The custom script requires adding new metadata field into DSpace records that indicates if it was pulled or not. If it is has not been pulled, it pulls dublin core format then sends marcxml to Perl script which marks the DSpace record as pushed and it is pushed into Koha. The Perl script first checks to see if it exists in Koha and ignores it if it already exists in Koha.
- Pro:powerful metadata transformation
- Con: hardcoded and is inflexible
- Con:require access to DSpace database
- Con: scripts not packaged with Koha
- Con: ONLY Additions are processed, not changed DSpace records.
He switched to OAI-PMH (Open Archives Intitiative Protocol for Metadata Harvesting) which uses 6 verbs/requests to harvest metadata: Identify/ListSets/ListMetadataFormats/ListIdentifiers/GetRecord/ListRecords. The ListRecords is the command that David uses in his work to harvest.

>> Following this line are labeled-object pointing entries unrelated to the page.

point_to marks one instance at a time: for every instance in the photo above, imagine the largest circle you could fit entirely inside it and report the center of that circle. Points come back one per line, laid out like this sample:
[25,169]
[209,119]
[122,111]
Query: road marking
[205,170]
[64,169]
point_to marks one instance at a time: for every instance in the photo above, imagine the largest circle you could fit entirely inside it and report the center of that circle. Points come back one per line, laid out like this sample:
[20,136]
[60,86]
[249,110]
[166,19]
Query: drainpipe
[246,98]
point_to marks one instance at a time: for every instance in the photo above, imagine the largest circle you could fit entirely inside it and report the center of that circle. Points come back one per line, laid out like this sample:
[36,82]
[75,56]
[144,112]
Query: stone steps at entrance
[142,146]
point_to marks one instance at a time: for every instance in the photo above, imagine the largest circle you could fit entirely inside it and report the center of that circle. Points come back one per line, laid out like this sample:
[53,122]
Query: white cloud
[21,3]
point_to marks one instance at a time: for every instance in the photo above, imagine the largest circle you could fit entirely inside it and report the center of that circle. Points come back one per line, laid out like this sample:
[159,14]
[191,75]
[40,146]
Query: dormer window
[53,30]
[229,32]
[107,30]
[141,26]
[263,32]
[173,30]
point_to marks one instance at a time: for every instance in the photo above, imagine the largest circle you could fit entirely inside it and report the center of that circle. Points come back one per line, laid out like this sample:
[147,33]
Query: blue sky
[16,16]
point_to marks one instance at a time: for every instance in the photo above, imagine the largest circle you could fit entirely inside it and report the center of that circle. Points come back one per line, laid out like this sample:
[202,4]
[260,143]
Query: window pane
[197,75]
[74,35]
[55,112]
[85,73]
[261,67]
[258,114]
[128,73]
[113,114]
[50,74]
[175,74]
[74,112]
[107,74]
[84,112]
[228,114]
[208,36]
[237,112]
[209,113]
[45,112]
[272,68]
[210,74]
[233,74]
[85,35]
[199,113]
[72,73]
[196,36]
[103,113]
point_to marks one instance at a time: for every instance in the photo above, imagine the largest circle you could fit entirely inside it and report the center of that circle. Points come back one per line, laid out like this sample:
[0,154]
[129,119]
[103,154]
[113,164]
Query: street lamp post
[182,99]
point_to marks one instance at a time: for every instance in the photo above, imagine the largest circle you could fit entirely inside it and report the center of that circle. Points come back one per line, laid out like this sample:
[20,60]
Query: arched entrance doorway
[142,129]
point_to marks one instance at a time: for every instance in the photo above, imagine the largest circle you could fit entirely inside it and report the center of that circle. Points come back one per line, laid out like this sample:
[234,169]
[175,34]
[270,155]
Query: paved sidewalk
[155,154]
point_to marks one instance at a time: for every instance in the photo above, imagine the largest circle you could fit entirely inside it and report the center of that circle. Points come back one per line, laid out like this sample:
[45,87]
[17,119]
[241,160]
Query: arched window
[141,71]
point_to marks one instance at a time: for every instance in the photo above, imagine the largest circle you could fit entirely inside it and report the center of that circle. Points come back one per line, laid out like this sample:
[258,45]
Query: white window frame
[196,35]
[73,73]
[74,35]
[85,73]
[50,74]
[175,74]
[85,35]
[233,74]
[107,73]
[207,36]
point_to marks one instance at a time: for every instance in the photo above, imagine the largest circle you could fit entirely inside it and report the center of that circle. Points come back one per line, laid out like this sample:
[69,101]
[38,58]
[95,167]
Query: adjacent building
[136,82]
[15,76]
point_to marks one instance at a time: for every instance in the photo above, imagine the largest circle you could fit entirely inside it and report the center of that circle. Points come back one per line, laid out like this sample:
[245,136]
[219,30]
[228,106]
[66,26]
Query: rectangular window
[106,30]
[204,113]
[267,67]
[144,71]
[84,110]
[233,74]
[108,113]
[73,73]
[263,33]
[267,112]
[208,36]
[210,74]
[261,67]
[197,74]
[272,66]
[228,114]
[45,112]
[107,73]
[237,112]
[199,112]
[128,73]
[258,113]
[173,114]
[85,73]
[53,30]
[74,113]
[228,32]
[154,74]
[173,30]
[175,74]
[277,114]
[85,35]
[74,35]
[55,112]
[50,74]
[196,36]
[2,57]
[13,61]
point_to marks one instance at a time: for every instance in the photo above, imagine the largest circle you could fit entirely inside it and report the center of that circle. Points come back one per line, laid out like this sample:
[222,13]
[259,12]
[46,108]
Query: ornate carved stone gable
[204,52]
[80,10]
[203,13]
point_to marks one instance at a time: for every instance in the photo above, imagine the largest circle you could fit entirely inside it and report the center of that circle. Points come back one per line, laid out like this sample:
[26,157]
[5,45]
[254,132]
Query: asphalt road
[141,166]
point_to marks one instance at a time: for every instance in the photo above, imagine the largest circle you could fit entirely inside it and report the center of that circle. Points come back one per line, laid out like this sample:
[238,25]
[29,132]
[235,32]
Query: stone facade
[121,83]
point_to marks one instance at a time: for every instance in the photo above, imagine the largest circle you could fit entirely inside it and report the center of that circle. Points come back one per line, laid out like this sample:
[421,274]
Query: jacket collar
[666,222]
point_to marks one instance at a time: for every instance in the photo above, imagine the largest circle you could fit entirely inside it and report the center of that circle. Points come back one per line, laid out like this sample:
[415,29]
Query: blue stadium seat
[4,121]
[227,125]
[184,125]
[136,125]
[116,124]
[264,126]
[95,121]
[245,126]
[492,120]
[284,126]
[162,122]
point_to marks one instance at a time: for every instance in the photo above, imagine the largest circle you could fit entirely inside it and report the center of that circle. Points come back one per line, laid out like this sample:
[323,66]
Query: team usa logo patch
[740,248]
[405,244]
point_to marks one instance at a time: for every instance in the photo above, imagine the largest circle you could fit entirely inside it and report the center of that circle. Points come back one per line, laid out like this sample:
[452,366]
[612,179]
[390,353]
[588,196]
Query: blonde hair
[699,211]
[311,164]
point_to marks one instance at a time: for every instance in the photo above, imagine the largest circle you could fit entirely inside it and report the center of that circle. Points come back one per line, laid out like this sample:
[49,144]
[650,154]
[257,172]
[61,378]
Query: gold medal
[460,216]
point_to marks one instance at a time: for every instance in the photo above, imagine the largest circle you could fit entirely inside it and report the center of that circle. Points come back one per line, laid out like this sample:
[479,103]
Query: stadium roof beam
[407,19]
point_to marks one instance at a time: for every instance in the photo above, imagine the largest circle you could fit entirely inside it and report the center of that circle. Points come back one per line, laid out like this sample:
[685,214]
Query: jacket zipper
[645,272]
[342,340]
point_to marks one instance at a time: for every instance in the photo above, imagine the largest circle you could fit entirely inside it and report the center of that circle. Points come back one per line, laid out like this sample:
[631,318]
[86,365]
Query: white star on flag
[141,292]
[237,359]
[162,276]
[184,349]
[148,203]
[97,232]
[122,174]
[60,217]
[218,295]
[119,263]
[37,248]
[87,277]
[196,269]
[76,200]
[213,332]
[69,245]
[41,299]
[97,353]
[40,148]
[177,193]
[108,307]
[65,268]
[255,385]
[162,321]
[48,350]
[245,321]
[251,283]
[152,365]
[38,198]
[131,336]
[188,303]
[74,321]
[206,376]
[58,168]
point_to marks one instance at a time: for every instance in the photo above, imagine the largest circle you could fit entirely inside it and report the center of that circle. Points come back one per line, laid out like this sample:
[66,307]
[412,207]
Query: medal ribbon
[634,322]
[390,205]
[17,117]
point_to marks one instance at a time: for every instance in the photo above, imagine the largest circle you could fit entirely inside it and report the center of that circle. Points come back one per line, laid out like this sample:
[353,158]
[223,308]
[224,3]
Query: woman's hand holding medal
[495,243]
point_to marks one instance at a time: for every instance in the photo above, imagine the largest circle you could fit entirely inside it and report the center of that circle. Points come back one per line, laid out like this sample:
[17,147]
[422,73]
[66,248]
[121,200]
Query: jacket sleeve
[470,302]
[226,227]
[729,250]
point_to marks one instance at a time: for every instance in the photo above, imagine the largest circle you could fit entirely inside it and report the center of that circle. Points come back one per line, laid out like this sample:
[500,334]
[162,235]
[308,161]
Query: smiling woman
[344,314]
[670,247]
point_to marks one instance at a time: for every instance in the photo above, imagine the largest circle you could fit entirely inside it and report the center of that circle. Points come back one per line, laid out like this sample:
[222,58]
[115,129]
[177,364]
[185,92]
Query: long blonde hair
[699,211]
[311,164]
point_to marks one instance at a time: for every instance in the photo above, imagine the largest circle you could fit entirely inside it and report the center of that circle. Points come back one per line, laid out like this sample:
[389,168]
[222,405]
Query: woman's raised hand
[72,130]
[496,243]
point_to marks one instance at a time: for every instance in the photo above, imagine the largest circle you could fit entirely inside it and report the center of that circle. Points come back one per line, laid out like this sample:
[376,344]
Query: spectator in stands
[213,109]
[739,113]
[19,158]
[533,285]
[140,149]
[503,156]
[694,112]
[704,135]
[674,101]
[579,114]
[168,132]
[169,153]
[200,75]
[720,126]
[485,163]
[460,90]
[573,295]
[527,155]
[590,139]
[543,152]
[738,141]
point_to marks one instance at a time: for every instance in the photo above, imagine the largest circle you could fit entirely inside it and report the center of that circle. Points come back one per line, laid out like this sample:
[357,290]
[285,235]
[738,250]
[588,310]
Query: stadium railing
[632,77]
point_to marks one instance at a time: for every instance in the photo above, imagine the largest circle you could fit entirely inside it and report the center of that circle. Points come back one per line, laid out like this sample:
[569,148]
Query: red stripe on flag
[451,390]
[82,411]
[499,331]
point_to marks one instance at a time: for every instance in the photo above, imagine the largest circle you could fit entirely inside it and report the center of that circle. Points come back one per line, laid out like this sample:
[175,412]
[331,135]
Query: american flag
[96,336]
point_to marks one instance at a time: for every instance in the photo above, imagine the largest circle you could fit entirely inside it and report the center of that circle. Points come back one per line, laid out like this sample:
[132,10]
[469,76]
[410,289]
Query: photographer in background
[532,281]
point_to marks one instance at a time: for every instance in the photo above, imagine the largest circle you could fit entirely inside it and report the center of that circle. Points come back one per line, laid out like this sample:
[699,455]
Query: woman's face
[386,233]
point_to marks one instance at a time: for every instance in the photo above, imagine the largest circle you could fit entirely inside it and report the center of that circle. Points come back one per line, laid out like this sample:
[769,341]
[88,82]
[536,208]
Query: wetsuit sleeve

First thing to do is Generate a status for the record and if the record is marked Add-the record is checked to see if it has already been added to Koha. If it is set to Ignore, it is ignored, the Update status will modify the bib in Koha and a delete status will be marked for deletion in Koha.
There are some issues with “translating” or crosswalking between metadata standards, specifically Dublin Core to Marc21. Qualified Dublin Core is native to DSpace and is the best option for harvesting into Koha. You can write your own XSL to facilitate the translation for other metadata standards. After the transformation, the record is passed to Koha and the “from” data in OAI-PMH Repository configuration is set. The “from” date allows for selective harvesting and eliminates the need for full harvests and loads.